I'm relatively new to R, so forgive me if this seems like a dumb question. I've started to run out of ideas from other examples on how to make this work, and I was hoping someone could help guide me in the right direction to get it working.
So I'm attempting to do a count distinct on SITE_ID to CLNCL_TRIAL_ID.
My data is actually in a dataframe (data2), but this is kind of what it looks like:
CLNCL_TRIAL_ID:
89794,
89794,
8613,
8613
SITE_ID:
12456,
12456,
100341,
30807
The Idea that my end result would be like count of 89794=1 and 8613=2
Here's what I have so far:
z <- aggregate(data2$SITE_ID ~ data2$CLNCL_TRIAL_ID, data2, function(SITE_ID) length(unique(data2$SITE_ID)))
and I've attempted some alternate forms
aggregate(SITE_ID ~ CLNCL_TRIAL_ID, data2, sum(!duplicated(data$SITE_ID)))
aggregate(SITE_ID ~ CLNCL_TRIAL_ID, data2, nlevels(factor(data2$SITE_ID)))

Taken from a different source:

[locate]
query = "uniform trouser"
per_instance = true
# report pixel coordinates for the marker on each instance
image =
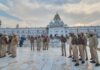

aggregate(SITE_ID ~ CLNCL_TRIAL_ID, data2, function(SITE_ID) length(unique(data2$SITE_ID)))
I keep running into the problem that instead of grouping by trial_ID, it is counting for the whole table. so 89794=3 and 8613=3.
Does anyone have an idea how to correct this issue? I feel like i'm overlooking something silly. Also, as a side note: I'm trying to keep this limited to the base package of R if at all possible. If it isn't possible, no biggie.